A machine learning project that implements the three core components of the Basel III credit risk framework using historical Lending Club loan data (2007–2014).
Predicts the likelihood that a borrower will default on a loan.
- Algorithm: Logistic Regression with custom p-value computation
- Feature Selection: LassoCV (5-fold cross-validation)
- Evaluation: ROC-AUC, Confusion Matrix, Classification threshold = 0.75
- Output:
pd_model.sav(generated on run, not tracked in repo)
Estimates the percentage of the loan amount lost if a default occurs. Uses a two-stage approach:
- Stage 1 — Classification: Logistic Regression to predict whether any loss occurs (threshold = 0.45)
- Stage 2 — Regression: Linear Regression to estimate the magnitude of loss
- Evaluation: ROC-AUC (Stage 1), MSE + R² (Stage 2)
- Output:
lgd_model_stage_1.sav,lgd_model_stage_2.sav(generated on run, not tracked in repo)
Estimates the Credit Conversion Factor (CCF) — the proportion of the loan outstanding at the time of default.
- Algorithm: Linear Regression with custom p-value computation
- Target:
CCF = (funded_amnt − total_rec_prncp) / funded_amnt - Evaluation: R², MSE, Pearson Correlation
- Output:
ead_model.sav(generated on run, not tracked in repo)
Source: Lending Club Loan Data (2007–2014) — available on Kaggle.
| Split | Samples |
|---|---|
| Train | 373,028 |
| Test | 93,257 |
Class Distribution (PD target): ~89% good loans, ~11% bad loans
Required raw file: loan_data_2007_2014.csv (place in project root before running preprocessing)
Credit risk/
├── 01_Data_Preprocessing.ipynb # Data cleaning, encoding, feature engineering
├── 02_Probability_of_Default_Model.ipynb # PD model training and evaluation
├── 03_LGD_and_EAD_Models.ipynb # LGD (2-stage) and EAD model training
│
├── loan_data_2007_2014.csv # Raw dataset (not included — download separately)
├── loan_data_inputs_train.csv # Preprocessed training features (generated)
├── loan_data_inputs_test.csv # Preprocessed test features (generated)
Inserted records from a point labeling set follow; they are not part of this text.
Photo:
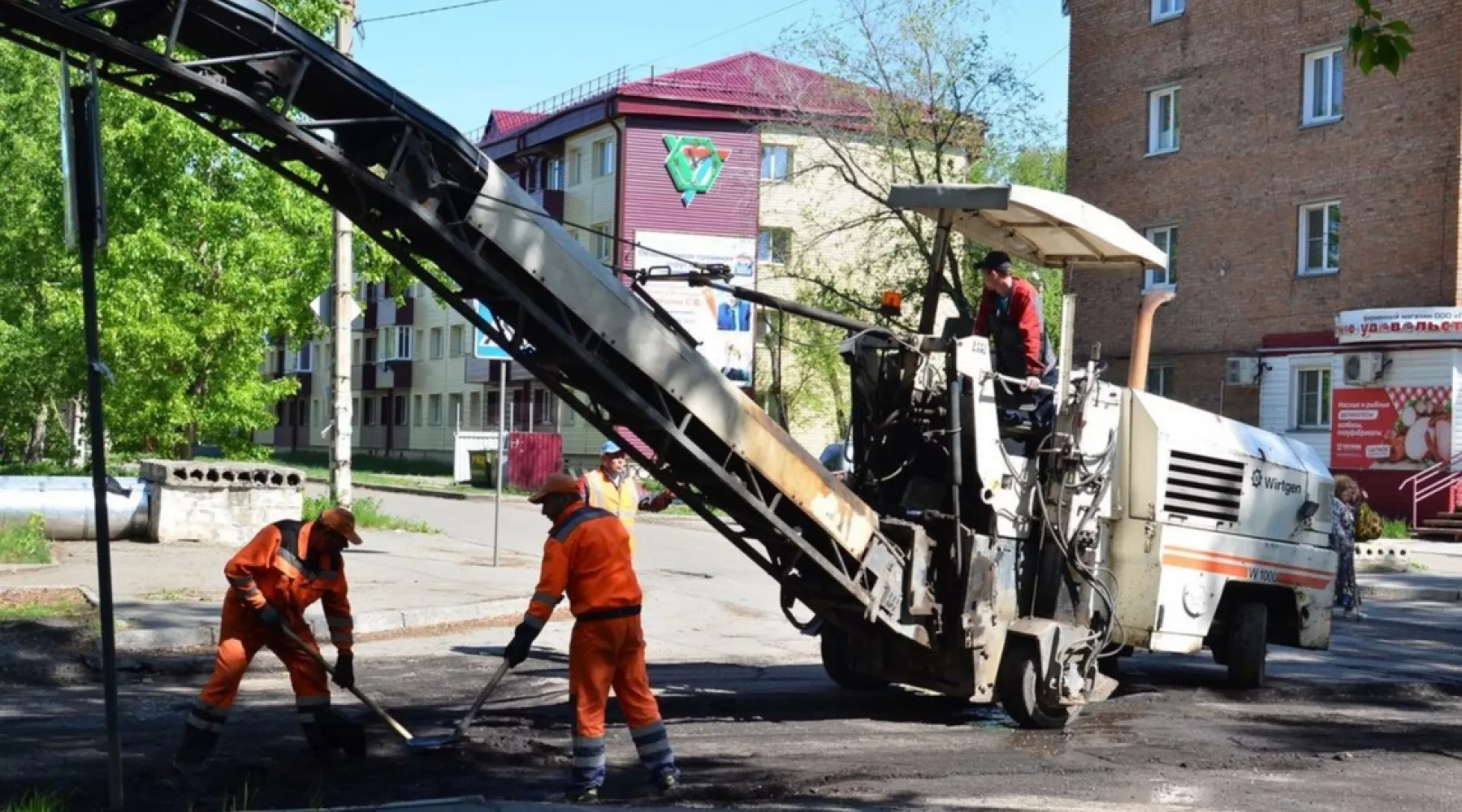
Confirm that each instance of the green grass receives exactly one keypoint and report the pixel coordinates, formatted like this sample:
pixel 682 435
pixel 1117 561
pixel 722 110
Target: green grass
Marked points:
pixel 25 543
pixel 367 514
pixel 1395 529
pixel 36 802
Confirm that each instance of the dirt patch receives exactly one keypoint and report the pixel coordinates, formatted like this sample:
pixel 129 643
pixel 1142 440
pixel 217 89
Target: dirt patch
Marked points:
pixel 44 636
pixel 177 596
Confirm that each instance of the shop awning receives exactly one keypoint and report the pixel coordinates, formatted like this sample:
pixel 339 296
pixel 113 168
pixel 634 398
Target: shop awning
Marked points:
pixel 1045 228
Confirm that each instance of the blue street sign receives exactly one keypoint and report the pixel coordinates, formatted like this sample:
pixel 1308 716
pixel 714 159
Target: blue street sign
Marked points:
pixel 482 347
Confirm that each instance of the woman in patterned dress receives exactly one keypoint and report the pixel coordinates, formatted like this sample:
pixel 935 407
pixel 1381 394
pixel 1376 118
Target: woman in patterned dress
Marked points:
pixel 1343 541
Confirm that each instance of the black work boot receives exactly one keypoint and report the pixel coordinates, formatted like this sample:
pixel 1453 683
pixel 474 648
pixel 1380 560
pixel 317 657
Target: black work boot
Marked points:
pixel 195 749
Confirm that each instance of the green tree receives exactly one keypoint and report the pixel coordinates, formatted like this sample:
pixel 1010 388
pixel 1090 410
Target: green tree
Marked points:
pixel 1043 166
pixel 208 252
pixel 1376 41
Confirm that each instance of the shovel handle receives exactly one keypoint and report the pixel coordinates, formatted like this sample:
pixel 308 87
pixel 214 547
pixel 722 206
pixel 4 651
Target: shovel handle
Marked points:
pixel 477 704
pixel 369 703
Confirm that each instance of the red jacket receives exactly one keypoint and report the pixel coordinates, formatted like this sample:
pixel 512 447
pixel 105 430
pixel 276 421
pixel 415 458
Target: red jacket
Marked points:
pixel 1025 316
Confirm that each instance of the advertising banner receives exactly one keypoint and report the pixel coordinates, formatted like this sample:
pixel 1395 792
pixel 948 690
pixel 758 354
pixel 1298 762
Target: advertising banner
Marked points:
pixel 721 323
pixel 1399 325
pixel 1391 427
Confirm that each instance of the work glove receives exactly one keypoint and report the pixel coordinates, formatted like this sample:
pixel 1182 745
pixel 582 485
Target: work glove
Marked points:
pixel 517 650
pixel 270 616
pixel 345 671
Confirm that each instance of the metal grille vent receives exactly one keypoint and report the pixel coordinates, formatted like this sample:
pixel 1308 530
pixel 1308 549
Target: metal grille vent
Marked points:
pixel 1204 486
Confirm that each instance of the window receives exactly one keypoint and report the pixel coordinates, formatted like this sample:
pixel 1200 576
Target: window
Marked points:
pixel 603 241
pixel 493 408
pixel 1162 122
pixel 395 343
pixel 544 405
pixel 455 411
pixel 575 166
pixel 603 158
pixel 1313 398
pixel 774 246
pixel 1319 239
pixel 1323 87
pixel 1166 239
pixel 1167 9
pixel 1160 380
pixel 776 162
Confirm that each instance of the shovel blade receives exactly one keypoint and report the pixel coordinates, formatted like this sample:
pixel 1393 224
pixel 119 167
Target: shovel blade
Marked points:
pixel 433 742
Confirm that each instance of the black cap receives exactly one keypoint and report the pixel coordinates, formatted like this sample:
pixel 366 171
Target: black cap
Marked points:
pixel 996 261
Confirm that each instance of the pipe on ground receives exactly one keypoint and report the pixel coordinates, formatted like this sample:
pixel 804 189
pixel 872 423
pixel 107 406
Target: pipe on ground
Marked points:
pixel 69 508
pixel 1142 338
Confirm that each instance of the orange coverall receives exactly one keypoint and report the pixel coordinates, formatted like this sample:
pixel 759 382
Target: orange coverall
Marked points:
pixel 588 555
pixel 277 567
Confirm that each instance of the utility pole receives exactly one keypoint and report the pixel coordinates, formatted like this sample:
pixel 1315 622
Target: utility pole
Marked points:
pixel 344 287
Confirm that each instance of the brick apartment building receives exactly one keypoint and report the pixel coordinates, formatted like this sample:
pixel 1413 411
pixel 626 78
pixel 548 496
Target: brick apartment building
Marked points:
pixel 1310 215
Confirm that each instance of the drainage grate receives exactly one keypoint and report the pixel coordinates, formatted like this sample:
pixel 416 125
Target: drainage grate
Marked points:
pixel 1204 486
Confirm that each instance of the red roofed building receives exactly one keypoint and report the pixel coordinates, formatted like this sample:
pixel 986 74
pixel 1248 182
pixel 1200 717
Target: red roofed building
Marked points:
pixel 705 166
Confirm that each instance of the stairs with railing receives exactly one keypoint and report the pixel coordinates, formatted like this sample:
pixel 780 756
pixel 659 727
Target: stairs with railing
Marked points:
pixel 1440 478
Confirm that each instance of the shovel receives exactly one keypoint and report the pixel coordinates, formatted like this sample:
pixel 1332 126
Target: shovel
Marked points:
pixel 414 742
pixel 460 732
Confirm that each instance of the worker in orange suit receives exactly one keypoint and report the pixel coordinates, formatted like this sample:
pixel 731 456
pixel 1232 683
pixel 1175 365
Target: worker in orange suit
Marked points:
pixel 272 580
pixel 612 486
pixel 588 555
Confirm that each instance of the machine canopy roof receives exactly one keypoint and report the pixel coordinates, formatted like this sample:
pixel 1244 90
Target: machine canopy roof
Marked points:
pixel 1041 227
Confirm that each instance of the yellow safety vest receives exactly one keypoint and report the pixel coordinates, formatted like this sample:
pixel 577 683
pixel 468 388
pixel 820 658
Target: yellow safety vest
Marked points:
pixel 621 501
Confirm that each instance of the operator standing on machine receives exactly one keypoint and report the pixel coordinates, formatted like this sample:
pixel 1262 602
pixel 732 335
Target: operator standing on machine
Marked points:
pixel 614 488
pixel 1010 316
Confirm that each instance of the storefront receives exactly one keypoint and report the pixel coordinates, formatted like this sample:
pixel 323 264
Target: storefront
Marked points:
pixel 1374 399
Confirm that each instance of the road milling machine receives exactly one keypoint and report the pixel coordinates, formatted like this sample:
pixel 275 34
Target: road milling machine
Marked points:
pixel 962 555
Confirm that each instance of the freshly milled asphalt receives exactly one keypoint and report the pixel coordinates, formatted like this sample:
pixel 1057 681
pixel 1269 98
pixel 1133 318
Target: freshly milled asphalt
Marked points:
pixel 1374 723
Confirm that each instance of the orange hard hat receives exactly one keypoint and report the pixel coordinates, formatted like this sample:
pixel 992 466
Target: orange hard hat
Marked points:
pixel 343 521
pixel 556 484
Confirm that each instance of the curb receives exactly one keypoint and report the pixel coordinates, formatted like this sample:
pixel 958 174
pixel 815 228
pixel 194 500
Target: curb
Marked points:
pixel 433 493
pixel 19 568
pixel 366 623
pixel 465 497
pixel 1411 594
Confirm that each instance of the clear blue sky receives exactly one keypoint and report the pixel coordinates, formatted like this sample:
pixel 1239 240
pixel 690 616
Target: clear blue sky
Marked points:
pixel 513 53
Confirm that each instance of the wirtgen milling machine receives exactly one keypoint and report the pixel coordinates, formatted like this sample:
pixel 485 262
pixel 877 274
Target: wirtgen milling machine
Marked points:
pixel 949 559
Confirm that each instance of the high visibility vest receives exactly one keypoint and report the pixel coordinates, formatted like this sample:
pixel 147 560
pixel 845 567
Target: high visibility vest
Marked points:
pixel 621 501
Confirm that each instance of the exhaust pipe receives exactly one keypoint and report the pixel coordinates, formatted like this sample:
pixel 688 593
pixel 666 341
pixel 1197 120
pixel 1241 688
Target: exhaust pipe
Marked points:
pixel 1142 338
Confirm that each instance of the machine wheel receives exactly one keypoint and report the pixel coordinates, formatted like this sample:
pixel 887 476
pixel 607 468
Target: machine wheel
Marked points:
pixel 1018 687
pixel 838 662
pixel 1248 645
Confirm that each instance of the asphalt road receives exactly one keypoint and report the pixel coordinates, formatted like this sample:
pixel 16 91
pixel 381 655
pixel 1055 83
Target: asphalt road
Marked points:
pixel 1374 723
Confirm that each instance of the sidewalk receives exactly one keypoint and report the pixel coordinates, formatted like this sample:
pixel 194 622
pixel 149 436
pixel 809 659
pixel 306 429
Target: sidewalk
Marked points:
pixel 170 596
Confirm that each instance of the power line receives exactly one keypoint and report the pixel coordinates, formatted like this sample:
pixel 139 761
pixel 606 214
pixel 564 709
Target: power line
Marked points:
pixel 723 34
pixel 420 12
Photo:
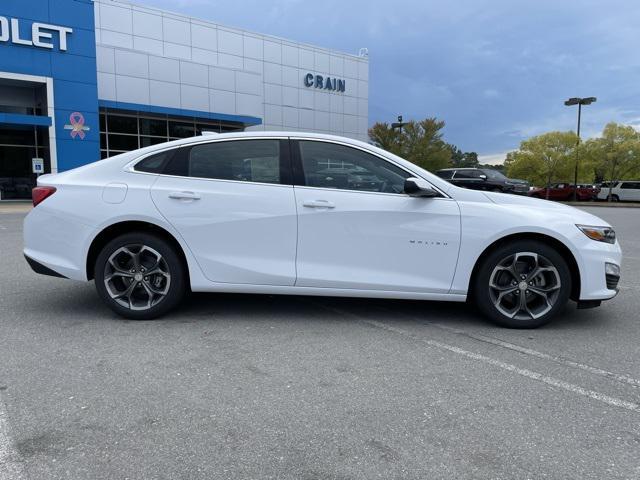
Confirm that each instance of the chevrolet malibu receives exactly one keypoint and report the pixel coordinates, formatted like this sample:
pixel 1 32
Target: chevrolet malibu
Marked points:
pixel 310 214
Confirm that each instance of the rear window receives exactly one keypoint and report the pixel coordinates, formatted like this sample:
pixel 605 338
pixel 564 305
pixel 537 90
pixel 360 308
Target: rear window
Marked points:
pixel 154 163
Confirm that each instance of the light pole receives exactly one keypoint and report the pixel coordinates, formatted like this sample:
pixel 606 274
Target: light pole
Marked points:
pixel 578 101
pixel 399 124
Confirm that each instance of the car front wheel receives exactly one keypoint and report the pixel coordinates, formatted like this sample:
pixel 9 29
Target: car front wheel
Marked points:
pixel 523 284
pixel 140 276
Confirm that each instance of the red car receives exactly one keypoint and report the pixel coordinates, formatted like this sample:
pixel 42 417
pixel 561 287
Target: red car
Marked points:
pixel 564 191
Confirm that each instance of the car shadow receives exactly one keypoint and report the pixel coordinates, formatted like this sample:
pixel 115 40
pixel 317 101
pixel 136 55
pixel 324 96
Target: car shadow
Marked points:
pixel 78 305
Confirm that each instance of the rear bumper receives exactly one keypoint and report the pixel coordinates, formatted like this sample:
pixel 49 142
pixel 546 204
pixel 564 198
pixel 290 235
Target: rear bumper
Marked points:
pixel 56 243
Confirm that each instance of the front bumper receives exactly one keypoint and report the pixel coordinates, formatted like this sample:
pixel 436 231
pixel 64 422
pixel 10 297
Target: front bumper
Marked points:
pixel 595 283
pixel 42 269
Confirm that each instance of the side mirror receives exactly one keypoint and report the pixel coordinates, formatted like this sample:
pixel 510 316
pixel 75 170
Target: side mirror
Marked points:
pixel 417 187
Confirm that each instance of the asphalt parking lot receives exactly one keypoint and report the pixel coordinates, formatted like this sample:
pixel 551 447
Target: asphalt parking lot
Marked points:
pixel 252 387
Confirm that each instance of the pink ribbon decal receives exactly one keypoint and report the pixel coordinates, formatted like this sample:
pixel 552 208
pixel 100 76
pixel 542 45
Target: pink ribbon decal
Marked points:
pixel 76 125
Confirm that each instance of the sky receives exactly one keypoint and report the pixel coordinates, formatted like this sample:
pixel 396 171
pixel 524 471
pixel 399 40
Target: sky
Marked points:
pixel 496 71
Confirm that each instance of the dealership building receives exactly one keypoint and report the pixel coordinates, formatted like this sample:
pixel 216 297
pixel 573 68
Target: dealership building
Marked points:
pixel 83 80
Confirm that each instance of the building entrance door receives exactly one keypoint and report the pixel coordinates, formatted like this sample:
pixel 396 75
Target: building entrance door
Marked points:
pixel 18 146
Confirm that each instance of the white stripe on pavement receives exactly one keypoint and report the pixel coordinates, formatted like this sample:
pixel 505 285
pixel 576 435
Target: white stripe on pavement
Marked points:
pixel 10 468
pixel 616 402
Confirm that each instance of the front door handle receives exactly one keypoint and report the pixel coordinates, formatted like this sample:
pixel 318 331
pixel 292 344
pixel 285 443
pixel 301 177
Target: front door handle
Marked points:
pixel 318 204
pixel 184 196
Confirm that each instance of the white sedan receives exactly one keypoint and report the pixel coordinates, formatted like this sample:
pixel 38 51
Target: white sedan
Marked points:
pixel 310 214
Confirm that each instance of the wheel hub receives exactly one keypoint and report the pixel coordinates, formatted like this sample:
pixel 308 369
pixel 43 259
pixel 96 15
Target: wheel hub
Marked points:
pixel 137 277
pixel 524 286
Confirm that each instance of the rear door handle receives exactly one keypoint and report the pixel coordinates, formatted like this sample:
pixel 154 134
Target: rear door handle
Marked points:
pixel 184 196
pixel 318 204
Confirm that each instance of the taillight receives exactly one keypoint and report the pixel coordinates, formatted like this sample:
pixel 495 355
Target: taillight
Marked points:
pixel 38 194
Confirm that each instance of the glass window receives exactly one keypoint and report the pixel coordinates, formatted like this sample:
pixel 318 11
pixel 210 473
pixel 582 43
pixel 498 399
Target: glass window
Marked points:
pixel 153 127
pixel 242 160
pixel 148 141
pixel 123 142
pixel 494 174
pixel 468 173
pixel 446 174
pixel 181 130
pixel 154 163
pixel 121 124
pixel 330 165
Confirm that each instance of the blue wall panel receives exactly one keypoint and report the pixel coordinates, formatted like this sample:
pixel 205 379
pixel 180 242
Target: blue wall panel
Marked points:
pixel 73 71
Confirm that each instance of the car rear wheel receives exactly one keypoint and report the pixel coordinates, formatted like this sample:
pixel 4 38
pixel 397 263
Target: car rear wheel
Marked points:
pixel 523 284
pixel 140 276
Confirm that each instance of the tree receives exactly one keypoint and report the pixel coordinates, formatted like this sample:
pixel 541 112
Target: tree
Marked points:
pixel 544 158
pixel 616 155
pixel 420 142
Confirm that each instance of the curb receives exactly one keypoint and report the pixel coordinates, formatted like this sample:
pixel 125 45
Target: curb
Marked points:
pixel 603 204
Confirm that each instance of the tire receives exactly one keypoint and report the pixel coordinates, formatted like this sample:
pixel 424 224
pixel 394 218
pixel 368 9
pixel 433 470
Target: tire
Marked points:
pixel 500 300
pixel 124 261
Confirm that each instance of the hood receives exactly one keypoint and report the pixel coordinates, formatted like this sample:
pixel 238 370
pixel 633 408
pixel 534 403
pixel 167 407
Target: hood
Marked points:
pixel 529 204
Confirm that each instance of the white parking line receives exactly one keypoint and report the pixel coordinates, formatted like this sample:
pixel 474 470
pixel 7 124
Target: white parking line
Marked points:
pixel 10 468
pixel 570 387
pixel 534 353
pixel 601 397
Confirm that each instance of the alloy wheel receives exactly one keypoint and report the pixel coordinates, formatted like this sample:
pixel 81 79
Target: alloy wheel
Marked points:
pixel 524 286
pixel 137 277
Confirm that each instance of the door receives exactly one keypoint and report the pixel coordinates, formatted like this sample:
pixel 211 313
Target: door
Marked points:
pixel 358 230
pixel 233 204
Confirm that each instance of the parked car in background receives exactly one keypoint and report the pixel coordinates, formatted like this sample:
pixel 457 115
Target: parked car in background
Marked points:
pixel 483 179
pixel 621 191
pixel 564 191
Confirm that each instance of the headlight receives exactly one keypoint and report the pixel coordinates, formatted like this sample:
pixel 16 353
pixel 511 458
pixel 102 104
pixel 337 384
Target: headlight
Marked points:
pixel 611 269
pixel 599 234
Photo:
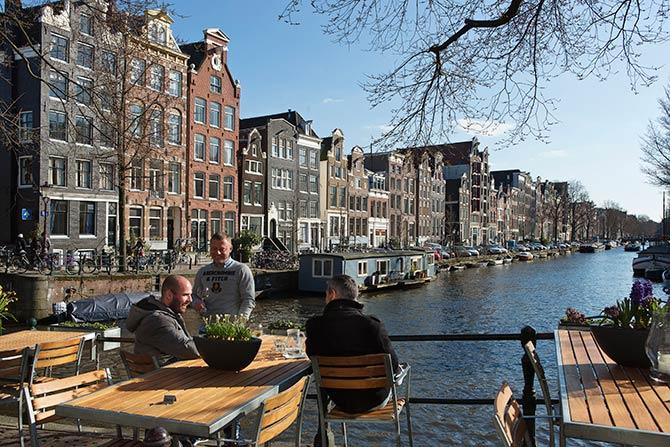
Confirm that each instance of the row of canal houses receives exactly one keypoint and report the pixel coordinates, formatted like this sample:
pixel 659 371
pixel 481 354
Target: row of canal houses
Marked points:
pixel 191 167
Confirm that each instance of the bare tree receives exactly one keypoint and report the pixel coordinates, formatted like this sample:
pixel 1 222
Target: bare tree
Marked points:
pixel 483 64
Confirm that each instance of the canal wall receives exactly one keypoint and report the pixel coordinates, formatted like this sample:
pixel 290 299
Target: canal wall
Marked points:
pixel 36 294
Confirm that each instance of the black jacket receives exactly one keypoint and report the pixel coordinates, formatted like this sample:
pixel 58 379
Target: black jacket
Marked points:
pixel 343 330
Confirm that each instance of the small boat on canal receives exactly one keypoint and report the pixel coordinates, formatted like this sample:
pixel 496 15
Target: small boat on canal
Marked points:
pixel 374 270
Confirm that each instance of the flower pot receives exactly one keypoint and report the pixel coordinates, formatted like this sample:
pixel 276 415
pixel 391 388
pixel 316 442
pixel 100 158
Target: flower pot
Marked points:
pixel 228 355
pixel 625 346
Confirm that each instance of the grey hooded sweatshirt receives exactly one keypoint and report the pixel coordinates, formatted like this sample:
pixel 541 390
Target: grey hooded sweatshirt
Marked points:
pixel 160 331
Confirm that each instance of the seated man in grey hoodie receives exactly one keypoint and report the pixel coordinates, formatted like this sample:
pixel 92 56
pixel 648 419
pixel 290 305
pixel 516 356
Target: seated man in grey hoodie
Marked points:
pixel 158 324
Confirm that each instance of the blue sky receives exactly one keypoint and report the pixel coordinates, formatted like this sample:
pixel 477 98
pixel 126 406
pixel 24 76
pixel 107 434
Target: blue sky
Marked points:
pixel 282 67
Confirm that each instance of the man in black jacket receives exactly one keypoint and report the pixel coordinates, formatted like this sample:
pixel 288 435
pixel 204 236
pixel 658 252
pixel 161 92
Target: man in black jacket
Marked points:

├── loan_data_targets_train.csv # Training labels
├── loan_data_targets_test.csv # Test labels
│
└── requirements.txt
pip install -r requirements.txtPython version: 3.9+
Run the notebooks in order:
01_Data_Preprocessing.ipynb— Cleans and preprocessesloan_data_2007_2014.csv, outputs train/test CSV files.02_Probability_of_Default_Model.ipynb— Trains and saves the PD model.03_LGD_and_EAD_Models.ipynb— Trains and saves the LGD and EAD models.
Both logistic and linear regression models are extended to compute p-values for every feature coefficient, enabling statistical significance testing beyond standard sklearn outputs.
- Logistic Regression: Uses the Fisher Information Matrix to derive coefficient variances, then computes two-tailed z-test p-values.
- Linear Regression: Computes t-statistics and p-values using the t-distribution.
LassoCV automatically selects significant features for the PD model by shrinking irrelevant coefficients to zero, reducing noise and improving generalization.
| Metric | Value |
|---|---|
| ROC-AUC | 0.690 |
| Accuracy (threshold = 0.75) | 87.3% |
Confusion Matrix (test set, 93,257 samples):
| Predicted Good | Predicted Default | |
|---|---|---|
| Actual Good | 1,066 | 9,128 |
| Actual Default | 2,680 | 80,383 |
| Metric | Value |
|---|---|
| ROC-AUC | 0.620 |
| Accuracy (threshold = 0.45) | 57.7% |
Confusion Matrix:
| Predicted 0 | Predicted 1 | |
|---|---|---|
| Actual 0 | 523 | 3,250 |
| Actual 1 | 410 | 4,465 |
| Metric | Value |
|---|---|
| Pearson Correlation (actual vs predicted) | 0.325 |
| Mean predicted LGD | 8.9% |
| Std | 5.0% |
| Range | 0% – 23.5% |
| Metric | Value |
|---|---|
| R² | 0.278 |
| MSE | 0.0290 |
| Pearson Correlation | 0.527 |
| Mean predicted CCF | 73.6% |
After training all three models, the expected loss for any loan can be estimated as:
Expected Loss (EL) = PD × LGD × EAD
This is the standard Basel III formula used by financial institutions to quantify credit risk.